5. Public Research Investments.
Even poor countries need to invest public resources in the scientific capacity to evaluate the appropriate fit of GM crops to local environments and consumer attitudes, as the Indonesian Biotechnology Assessment Workshop indicated. What domestic research capacity is required in biotechnology, even if only for regulatory and safety purposes? Because the current scientific approach to these issues is conducted on a crop-by-crop, even trait-by-trait basis, countries intending to plant GM crops in their local fields will require substantial capacity to review the issues on a timely basis. Even if consumption of imported GM foods is all that is contemplated, the regulatory and food safety authorities will have to be cognizant of approaches in other countries, and competent to judge the adequacy of approvals made by other nations’ regulatory authorities. All of this argues that substantial local scientific expertise will be required in biotechnology.
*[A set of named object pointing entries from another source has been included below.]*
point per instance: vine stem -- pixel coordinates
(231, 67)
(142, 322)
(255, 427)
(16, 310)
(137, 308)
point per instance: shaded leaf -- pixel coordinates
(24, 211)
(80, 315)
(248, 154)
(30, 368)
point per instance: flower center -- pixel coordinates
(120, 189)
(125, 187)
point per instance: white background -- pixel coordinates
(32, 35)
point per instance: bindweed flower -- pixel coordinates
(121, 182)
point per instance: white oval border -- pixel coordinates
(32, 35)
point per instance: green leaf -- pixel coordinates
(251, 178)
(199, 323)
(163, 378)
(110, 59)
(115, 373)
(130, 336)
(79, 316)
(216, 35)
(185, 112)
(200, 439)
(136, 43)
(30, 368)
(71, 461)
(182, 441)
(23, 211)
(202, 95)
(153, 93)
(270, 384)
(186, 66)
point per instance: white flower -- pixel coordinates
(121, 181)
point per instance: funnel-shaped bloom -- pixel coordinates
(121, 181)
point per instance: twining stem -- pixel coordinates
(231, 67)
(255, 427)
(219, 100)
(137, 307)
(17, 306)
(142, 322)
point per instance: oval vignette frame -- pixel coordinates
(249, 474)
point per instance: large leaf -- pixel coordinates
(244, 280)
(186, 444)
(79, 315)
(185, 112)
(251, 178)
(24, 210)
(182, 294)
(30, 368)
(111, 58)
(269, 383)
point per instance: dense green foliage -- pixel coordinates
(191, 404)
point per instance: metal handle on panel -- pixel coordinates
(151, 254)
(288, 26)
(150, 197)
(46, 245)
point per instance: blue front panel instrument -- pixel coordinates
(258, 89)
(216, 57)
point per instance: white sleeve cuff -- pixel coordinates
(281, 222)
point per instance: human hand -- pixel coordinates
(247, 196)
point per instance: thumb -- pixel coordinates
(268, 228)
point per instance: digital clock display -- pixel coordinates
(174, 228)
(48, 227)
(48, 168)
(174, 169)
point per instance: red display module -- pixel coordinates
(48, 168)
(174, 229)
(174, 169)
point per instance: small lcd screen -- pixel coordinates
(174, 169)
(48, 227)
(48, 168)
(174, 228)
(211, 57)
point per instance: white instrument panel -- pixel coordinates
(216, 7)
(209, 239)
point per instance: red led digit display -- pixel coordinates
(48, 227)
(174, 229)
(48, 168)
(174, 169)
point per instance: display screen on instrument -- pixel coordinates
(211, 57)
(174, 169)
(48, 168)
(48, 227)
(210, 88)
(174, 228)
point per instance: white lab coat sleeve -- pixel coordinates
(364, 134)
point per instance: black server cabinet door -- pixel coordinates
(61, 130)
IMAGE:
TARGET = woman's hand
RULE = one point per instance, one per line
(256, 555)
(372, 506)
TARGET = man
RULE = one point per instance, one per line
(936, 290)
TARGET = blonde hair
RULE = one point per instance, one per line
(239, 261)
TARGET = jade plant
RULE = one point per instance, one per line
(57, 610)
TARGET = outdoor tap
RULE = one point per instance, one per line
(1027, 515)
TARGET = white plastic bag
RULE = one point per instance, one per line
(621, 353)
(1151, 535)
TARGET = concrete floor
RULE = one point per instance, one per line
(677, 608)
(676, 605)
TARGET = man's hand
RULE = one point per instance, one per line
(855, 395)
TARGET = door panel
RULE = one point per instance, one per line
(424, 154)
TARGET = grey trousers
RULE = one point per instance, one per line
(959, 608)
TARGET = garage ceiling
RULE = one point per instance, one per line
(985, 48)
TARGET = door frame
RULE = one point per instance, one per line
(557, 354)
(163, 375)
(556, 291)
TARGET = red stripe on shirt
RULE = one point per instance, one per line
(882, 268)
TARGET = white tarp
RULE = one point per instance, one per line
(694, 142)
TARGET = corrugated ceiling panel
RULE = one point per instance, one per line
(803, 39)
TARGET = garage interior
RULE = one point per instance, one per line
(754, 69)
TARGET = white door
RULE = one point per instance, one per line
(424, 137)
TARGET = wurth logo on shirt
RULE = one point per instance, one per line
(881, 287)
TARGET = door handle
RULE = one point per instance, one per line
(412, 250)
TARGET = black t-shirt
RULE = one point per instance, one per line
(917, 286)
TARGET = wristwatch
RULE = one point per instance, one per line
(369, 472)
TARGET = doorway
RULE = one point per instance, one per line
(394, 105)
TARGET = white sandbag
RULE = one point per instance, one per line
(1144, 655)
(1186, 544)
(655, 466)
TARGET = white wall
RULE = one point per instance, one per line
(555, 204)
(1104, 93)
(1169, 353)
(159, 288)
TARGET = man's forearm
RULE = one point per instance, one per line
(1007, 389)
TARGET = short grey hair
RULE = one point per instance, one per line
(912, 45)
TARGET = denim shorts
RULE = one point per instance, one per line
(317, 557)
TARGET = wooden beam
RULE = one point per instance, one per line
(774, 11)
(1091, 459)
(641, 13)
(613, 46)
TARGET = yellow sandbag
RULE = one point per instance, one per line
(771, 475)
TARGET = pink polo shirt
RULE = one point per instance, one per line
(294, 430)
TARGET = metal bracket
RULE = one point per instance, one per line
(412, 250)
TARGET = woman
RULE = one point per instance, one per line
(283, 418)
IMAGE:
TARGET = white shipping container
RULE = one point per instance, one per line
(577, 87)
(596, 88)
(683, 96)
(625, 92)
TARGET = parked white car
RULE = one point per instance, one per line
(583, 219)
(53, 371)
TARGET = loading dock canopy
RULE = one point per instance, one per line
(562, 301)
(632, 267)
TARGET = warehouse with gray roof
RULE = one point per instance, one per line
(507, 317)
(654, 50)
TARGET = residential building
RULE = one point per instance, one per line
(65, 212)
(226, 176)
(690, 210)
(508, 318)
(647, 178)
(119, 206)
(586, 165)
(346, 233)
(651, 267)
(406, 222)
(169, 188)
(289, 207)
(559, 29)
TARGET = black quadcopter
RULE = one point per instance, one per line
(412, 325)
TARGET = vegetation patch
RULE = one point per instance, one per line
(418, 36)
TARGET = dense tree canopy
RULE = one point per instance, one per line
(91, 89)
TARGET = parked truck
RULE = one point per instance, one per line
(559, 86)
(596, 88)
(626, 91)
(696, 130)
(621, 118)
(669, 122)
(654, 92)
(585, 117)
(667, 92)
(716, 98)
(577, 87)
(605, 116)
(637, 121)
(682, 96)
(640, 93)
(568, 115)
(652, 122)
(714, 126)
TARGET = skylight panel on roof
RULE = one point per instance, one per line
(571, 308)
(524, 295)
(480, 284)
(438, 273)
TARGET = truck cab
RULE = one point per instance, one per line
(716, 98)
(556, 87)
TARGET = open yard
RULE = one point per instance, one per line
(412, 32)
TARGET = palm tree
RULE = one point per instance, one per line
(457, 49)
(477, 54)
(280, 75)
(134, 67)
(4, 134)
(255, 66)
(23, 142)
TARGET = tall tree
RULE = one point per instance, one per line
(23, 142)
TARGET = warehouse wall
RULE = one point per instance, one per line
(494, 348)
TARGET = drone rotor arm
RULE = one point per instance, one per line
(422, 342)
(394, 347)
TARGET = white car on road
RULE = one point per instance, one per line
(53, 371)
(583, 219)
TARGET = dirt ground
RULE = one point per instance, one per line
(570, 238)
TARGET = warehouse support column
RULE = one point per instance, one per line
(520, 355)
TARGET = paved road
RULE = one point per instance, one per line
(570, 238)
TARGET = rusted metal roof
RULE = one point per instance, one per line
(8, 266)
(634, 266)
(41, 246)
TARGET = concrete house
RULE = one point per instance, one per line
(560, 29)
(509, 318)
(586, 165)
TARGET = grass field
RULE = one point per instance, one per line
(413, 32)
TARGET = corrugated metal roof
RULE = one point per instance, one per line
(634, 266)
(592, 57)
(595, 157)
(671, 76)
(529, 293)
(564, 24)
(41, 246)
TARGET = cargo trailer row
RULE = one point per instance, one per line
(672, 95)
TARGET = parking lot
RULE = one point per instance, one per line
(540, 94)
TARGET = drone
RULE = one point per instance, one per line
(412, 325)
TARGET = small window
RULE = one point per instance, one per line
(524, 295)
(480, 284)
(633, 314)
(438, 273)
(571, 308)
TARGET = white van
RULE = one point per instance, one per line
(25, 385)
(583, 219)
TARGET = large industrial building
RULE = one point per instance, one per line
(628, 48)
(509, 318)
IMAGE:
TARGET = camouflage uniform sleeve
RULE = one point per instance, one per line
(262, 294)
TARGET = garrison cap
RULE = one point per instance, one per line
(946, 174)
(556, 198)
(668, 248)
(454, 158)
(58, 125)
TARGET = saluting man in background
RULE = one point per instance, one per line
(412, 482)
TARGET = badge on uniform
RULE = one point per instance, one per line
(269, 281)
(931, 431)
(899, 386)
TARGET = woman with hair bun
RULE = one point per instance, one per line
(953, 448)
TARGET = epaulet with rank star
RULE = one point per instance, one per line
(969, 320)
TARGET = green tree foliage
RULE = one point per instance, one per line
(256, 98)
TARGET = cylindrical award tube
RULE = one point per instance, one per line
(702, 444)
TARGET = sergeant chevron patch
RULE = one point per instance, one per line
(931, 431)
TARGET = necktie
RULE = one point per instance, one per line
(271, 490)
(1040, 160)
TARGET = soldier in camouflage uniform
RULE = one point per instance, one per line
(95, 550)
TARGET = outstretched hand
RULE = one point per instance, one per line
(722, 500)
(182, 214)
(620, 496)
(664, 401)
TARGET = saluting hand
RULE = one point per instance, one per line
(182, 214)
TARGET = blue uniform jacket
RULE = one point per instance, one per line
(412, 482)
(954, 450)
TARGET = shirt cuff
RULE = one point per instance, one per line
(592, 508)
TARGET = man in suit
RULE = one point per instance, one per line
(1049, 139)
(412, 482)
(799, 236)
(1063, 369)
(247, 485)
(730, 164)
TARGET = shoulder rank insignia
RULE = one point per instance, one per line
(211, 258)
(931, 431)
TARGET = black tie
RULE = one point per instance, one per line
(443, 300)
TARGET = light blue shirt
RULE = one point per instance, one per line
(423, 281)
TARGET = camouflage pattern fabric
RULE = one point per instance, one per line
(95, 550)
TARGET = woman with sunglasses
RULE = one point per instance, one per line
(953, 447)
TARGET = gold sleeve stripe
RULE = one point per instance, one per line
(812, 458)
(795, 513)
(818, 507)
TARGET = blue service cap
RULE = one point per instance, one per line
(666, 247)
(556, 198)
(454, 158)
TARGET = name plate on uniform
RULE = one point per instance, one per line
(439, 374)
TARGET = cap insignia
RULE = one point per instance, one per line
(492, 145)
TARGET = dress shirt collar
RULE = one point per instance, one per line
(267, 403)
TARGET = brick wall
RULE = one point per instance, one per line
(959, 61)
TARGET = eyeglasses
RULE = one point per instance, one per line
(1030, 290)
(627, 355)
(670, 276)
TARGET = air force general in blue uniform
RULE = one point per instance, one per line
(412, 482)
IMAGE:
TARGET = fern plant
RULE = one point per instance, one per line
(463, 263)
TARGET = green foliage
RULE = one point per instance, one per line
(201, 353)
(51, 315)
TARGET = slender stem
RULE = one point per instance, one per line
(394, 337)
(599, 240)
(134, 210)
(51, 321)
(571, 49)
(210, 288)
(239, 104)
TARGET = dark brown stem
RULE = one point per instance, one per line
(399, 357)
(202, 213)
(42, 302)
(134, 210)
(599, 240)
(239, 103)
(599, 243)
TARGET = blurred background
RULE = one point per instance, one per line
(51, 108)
After discussing these five policy issues, Paarlberg studied four cases: Brazil, China, India and Kenya. He discovered that only China seemed to be pursuing an "independent" approach to GM technology with respect to the country’s own needs. The others were heavily influenced in their approaches by external pressures, especially from European countries and vocal NGOs, mostly with links to and funding from parent NGOs in developed countries. Even China has put a moratorium on the commercial release of further GM agricultural commodities in 2003 as concerns mounted over their effect on trade access to European markets.
The rather sad case of Bt-Maize from the United States, to be used as food aid in southern Africa to cope with the severe drought in 2002, but rejected by several countries as "unsafe," illustrates just how radically split the political communities are over GM food. The "Precautionary Principle" is often invoked in these arguments, especially in defense of the European moratorium and European efforts to impose it on developing countries that trade with Europe. But this principle is more a mechanism for defending an entirely different kind of agricultural policy in Europe than a scientifically valid way of evaluating a new technology for costs and benefits.16 In its most extreme form, the precautionary principle argues that even large benefits cannot offset the possibility of costs to human health or the environment, no matter how small that possibility is deemed to be by the scientific community. Invoking the precautionary principle as a decision tool for public policy inevitably leads to stalemate in technology adoption. When the technology lowers the costs of food production or improves its nutritional quality, it is the poor who suffer.